Resentment is a negative psychological syndrome that destroys relationships if you don’t address it. Unfortunately, most people don’t even understand it, so they don’t get the help they need to save their relationships.
When you work with a qualified therapist, they’ll help you understand the components of resentment, which include:
- Two ways people actually “feed” their resentment.
- Identifying poor coping mechanisms and their dangers.
- The two types of resentment: hot and cold.
- Five steps to help people overcome their resentment.
At Therapy By You in Bingham Farms, MI, we’ll help you and your partner address and heal from resentments to help reinforce your relationship. Get help by calling (248) 919-8092 or contacting us online!
Resentment & How People “Nurture” This Negativity
You can think of this emotion as a kind of “slow anger” that eats away at your peace of mind over time. It can lead you to feeling like you’re being treated cruelly or unfairly.
If left unchecked, resentment festers and grows because people keep “feeding” it. They typically do this in two ways:
1. Story Locking
When people have an unresolved conflict, their brain tends to seek out a narrative to help explain it. These “stories” get locked into our brains and become an indictment of our partner.
When we’re “story locked,” you can turn a specific complaint about your partner’s behavior into a negative judgment of their character. For example, something like “you forgot what mattered to me” can become “you never care about me.”
2. Confirmation Bias
Once your story is “locked,” you’ll only focus on the things that highlight your partner’s shortcomings. This ends up “feeding” your resentment and heightening your anger.

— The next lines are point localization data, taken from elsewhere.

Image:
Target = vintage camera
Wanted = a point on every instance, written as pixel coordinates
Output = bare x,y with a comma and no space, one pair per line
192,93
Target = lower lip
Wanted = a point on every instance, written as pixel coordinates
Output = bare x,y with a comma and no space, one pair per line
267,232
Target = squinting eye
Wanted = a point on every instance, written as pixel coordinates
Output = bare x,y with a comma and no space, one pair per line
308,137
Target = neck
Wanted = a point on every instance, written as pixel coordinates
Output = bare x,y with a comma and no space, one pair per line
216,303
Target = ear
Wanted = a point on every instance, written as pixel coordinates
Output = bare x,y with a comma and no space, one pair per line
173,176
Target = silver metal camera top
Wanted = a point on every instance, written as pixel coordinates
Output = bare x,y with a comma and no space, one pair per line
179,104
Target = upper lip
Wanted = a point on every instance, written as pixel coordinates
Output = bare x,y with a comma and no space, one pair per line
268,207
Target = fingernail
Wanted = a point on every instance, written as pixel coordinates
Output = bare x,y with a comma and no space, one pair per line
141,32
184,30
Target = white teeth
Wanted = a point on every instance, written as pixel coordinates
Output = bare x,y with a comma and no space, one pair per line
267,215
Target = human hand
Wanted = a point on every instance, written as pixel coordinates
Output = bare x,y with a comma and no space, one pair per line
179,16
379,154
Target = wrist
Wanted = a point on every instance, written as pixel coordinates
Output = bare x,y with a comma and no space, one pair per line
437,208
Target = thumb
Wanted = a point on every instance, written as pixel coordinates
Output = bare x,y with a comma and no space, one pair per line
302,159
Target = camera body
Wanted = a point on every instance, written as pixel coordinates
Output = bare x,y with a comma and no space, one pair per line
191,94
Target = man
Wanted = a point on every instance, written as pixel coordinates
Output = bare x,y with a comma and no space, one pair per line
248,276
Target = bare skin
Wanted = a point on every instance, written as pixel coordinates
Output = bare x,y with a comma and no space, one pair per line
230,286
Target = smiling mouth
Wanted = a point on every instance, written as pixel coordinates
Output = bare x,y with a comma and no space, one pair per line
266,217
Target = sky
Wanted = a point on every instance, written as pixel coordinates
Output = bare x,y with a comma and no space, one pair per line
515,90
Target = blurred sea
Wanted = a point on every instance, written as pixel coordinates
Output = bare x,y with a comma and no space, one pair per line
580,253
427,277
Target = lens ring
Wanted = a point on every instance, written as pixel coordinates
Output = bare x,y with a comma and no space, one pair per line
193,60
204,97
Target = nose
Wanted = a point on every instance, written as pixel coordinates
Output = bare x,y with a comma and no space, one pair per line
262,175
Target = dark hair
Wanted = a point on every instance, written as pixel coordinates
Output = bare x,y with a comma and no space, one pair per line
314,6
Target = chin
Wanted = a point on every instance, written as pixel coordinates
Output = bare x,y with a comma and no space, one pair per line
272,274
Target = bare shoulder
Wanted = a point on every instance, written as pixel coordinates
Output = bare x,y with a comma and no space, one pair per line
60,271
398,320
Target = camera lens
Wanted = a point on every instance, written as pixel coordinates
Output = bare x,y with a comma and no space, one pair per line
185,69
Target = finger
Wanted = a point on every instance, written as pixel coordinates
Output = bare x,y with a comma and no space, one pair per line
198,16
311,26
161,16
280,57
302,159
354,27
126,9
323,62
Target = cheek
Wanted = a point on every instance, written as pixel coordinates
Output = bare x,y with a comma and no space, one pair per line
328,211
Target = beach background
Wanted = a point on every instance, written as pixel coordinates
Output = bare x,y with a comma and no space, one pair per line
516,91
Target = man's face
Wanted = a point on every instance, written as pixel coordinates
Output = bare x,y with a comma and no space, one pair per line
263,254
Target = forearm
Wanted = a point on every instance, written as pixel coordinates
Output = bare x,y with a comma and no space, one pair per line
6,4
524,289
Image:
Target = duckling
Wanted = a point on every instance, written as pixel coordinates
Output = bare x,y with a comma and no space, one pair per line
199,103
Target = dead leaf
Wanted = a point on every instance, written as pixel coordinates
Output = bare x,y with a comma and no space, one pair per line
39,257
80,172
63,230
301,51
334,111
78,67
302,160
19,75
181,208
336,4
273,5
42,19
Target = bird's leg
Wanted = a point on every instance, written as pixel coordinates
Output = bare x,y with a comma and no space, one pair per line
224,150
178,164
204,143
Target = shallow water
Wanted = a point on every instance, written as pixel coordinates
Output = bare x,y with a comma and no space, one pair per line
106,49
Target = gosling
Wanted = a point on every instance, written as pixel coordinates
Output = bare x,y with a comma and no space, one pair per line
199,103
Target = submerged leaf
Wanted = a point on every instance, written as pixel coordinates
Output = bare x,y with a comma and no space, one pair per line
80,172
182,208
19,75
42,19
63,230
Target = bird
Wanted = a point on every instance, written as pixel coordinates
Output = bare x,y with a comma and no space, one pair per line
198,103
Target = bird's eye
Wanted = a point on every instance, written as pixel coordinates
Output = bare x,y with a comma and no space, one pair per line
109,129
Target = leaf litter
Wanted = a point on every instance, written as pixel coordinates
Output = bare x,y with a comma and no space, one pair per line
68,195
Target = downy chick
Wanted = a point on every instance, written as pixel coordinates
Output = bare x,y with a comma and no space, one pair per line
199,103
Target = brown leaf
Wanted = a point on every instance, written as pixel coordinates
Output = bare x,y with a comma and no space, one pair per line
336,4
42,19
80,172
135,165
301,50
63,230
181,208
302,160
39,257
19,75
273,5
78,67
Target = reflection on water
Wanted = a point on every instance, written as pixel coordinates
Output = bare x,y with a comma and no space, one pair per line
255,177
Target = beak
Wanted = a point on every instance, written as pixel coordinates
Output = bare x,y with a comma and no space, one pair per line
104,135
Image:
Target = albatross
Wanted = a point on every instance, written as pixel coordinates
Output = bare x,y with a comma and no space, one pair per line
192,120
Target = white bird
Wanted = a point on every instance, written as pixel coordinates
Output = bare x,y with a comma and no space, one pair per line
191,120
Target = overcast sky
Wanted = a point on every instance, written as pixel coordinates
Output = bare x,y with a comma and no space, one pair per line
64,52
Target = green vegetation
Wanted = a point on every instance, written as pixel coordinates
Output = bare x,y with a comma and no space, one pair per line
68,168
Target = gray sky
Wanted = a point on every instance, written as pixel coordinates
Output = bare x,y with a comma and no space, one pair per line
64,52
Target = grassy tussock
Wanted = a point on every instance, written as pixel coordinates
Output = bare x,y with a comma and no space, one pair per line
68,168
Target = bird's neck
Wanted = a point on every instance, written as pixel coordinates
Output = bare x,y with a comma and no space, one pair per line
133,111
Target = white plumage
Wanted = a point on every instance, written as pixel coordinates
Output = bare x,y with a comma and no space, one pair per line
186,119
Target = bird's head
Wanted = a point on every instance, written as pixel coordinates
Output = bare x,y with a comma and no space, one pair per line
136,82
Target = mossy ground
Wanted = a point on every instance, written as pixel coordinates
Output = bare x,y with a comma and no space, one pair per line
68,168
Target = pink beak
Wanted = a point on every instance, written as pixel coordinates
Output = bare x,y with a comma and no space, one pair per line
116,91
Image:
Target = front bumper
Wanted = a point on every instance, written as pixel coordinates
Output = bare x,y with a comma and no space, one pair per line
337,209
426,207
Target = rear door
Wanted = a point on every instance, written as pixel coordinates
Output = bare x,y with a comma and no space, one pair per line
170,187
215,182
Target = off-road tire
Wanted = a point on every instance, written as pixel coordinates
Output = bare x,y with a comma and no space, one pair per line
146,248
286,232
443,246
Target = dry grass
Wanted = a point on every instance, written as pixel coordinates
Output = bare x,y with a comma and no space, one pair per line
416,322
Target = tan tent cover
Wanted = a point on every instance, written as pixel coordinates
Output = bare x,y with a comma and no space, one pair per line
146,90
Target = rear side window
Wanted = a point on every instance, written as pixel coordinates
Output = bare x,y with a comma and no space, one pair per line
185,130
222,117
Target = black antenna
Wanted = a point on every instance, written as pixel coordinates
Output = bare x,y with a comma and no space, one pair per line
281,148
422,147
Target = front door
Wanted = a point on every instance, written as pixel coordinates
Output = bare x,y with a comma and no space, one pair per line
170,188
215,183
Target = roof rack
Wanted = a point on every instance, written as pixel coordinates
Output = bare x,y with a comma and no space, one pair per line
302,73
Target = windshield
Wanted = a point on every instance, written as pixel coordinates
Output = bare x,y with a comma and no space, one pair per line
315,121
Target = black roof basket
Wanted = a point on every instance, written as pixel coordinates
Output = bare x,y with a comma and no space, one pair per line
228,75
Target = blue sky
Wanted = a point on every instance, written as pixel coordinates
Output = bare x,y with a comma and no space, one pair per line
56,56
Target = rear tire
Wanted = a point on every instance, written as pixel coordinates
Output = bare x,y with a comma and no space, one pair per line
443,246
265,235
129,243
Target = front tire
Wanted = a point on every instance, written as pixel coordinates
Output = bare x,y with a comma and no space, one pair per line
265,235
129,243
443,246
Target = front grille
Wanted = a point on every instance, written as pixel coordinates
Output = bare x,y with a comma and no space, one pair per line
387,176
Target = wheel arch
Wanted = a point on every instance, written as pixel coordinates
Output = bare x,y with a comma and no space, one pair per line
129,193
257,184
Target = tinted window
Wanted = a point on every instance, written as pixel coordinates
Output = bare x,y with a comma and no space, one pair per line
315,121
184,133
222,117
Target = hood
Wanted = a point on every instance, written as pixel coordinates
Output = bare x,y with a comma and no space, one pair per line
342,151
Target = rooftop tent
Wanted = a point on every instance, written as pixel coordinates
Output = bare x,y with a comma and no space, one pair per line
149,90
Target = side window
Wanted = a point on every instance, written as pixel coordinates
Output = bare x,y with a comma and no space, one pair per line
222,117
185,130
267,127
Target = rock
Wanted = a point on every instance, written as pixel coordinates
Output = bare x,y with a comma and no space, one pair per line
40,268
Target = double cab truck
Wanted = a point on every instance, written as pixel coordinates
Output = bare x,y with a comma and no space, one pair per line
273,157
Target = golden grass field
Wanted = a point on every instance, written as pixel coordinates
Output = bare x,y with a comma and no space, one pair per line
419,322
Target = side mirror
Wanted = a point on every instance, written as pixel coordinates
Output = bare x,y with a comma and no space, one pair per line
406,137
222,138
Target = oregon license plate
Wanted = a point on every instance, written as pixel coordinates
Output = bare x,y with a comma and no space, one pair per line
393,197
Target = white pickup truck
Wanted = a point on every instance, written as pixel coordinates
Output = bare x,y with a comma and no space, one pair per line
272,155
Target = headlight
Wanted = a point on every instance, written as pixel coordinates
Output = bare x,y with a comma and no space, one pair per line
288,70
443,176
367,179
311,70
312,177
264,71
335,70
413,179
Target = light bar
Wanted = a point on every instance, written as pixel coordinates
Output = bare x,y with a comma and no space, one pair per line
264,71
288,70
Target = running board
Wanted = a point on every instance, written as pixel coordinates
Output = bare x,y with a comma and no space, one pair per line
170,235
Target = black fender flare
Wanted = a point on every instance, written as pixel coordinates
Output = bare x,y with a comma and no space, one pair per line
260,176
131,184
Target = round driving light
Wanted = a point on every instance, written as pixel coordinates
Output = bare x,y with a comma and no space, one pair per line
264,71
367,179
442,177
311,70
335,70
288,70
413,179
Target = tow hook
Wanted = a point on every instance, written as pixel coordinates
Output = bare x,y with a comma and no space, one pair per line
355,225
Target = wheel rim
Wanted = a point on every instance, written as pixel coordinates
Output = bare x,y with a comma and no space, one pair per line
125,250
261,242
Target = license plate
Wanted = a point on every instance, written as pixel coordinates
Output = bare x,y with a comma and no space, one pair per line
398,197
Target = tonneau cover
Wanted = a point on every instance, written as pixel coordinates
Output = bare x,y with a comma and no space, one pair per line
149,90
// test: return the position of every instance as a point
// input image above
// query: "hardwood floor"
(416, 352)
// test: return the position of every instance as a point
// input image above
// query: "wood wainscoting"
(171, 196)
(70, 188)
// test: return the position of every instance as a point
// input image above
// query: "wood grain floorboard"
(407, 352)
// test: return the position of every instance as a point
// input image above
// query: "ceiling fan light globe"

If this is happening to you, your mind is in a kind of “prison” that traps both you and your partner. An experienced therapist can help you get to the root of the issue and address it effectively.
Identifying the 2 Types of Resentment
Once you better understand what resentment is, it’s time to learn how it presents itself inside your life. Resentment typically manifests externally in these two distinct ways:
- Hot Resentment: This is the volatile expression of resentment that’s loud, sharp, and highly critical. When it “explodes,” it brings the emotional power of every past hurt into the situation.
- Cold Resentment: This mask of silence is insidious because it can cause you to detach from your partner. This causes your relationship to decay over time.
A therapist helps you identify these two types of resentment that might be lingering inside of you. They then give you helpful tools for expressing these emotions without hurting your partner.
The Danger of Poor Coping Mechanisms
Avoidance and rumination are the brain’s attempts to cope with the hurt, but they are poisons. Rumination typically falls into two categories:
- Anger Ruminations: Rehearsing arguments and focusing on how wrong the other person is.
- Depressive Ruminations: Focusing on self-criticism and feeling entirely stuck in the relationship.
These constant mental loops keep your body in a state of heightened alert, which shuts down the empathetic parts of the brain needed to resolve the problem.
5 Steps for Overcoming Resentment
Most therapists agree that forcing yourself to forgive just to keep the peace actually makes your resentment worse. Overriding your hurt often leads to more pain.
When you work with a therapist, they can help you through this self-evaluation process using these five steps: five specific prompts:
- Target: Identify exactly who or what you are angry at.
- Cause: Pinpoint the specific action or broken promise stuck inside your head.
- Impact: Assess how this affected your trust, respect, or sense of safety.
- Underlying Emotion: Look past the initial anger to find deeper feelings such as fear, shame, or grief.
- Need: Identify your unmet needs, such as consistency, boundaries, or not being taken seriously.
This helps map your resentment and see how much you’re maintaining it. A therapist helps you and your partner make small, actionable changes to rebuild your relationship.